Hearken unto me, o ye students of political history, and recall the ancient days of . . . 2011.
Anybody remember 2011? I remember 2011 pretty well. One of the infamous and horrifying events of that year was the shooting of Gabby Giffords by a pathetic misfit in Tucson. That was followed by a veritable Wagner opera of alarm and distress regarding the state of American political rhetoric. Oh, you remember, do you not: Sarah Palin, who had targeted several purportedly vulnerable Democrats for special electoral attention, had published a map with crosshairs — crosshairs, people! — over those Democrats’ congressional districts.
You’d have thought that Palin had pulled the trigger herself. Every good liberal on God’s green Earth began lecturing us about the need for “civility,” about the horrifyingly violent rhetoric of the Tea Party, etc. The president himself lectured us on civility. E. J. Dionne went the Full Yglesias (What’s the Full Yglesias? Stroking your beard and wetting yourself at the same time), writing:
Since President Obama’s election, it is incontestable that significant parts of the American far right have adopted a language of revolutionary violence in the name of overthrowing “tyranny.” . . . We must now insist with more force than ever that threats of violence no less than violence itself are antithetical to democracy. Violent talk and playacting cannot be part of our political routine.

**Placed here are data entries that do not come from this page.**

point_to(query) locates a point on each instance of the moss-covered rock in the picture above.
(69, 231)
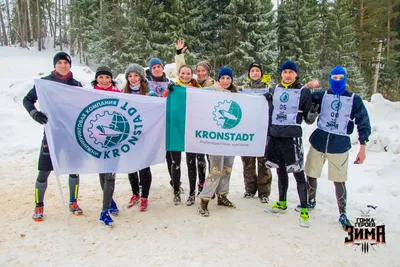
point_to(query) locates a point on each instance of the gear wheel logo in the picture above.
(109, 129)
(227, 114)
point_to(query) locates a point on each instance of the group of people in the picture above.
(290, 102)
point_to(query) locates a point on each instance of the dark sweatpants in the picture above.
(174, 169)
(145, 181)
(191, 159)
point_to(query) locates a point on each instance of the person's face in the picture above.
(201, 73)
(185, 75)
(62, 67)
(255, 73)
(103, 81)
(225, 81)
(157, 70)
(288, 76)
(134, 78)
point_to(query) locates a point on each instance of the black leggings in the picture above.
(174, 159)
(107, 182)
(145, 182)
(340, 190)
(192, 170)
(283, 184)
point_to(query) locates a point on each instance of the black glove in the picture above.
(38, 116)
(313, 114)
(268, 96)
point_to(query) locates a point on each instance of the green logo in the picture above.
(106, 129)
(227, 114)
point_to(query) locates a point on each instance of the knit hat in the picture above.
(62, 55)
(289, 65)
(206, 65)
(136, 68)
(225, 71)
(103, 70)
(338, 86)
(252, 65)
(155, 61)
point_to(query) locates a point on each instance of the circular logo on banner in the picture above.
(284, 97)
(105, 126)
(227, 114)
(336, 105)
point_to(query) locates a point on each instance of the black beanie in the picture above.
(62, 55)
(252, 65)
(103, 70)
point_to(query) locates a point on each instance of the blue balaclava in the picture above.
(338, 87)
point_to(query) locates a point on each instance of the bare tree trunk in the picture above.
(388, 33)
(59, 22)
(39, 28)
(4, 40)
(55, 23)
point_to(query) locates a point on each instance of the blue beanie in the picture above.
(289, 65)
(225, 71)
(155, 61)
(338, 87)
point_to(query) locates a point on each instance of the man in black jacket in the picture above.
(290, 103)
(61, 74)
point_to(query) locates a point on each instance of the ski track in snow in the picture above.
(169, 235)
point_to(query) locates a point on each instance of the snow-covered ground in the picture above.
(168, 235)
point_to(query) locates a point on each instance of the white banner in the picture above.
(227, 124)
(92, 131)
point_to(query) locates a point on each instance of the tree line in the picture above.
(317, 34)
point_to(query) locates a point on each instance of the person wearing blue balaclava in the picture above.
(337, 80)
(339, 111)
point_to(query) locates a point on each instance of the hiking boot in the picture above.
(75, 209)
(134, 200)
(190, 200)
(344, 221)
(278, 207)
(113, 208)
(203, 209)
(177, 199)
(303, 221)
(143, 204)
(106, 219)
(248, 195)
(310, 206)
(38, 215)
(224, 201)
(264, 199)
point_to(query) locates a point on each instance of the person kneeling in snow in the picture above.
(339, 110)
(62, 74)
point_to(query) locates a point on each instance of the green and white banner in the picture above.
(216, 123)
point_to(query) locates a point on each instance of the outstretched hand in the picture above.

Former senator Gary Hart, writing in the Huffington Post, insisted that riling up partisans by employing martial tropes in political campaigns (but we can’t call them “campaigns!”) is “to invite and welcome their predictable violence.”
The editors at the Huffington Post seem to have evolved on the issue, having just published a column by Jesse Benn, whose mirth-inducing bio-line identifies him as a doctoral student in journalism, in which he calls not for a revival in violent political rhetoric but for actual political violence: “Sorry Liberals, A Violent Response To Trump Is As Logical As Any,” the headline reads. Benn argues that the Trump phenomenon is not “a typical political disagreement between partisans,” and that “there’s an inherent value in forestalling Trump’s normalization. Violent resistance accomplishes this.”
E. J. Dionne has not been heard from.
A few days ago, Vox suspended an editor (after considerable criticism) who called for violence, in the form of riots, in response to Trump.
Gary Hart has not been heard from.
Neither has the president.
What’s violent rhetoric compared with genuine calls for violence?
Actual political violence is apparently to be encouraged when the goons are on the left and the target is (I suppose) on the right. Let a couple of ranchers in Nevada get squirrely, though, and it’s the end of days.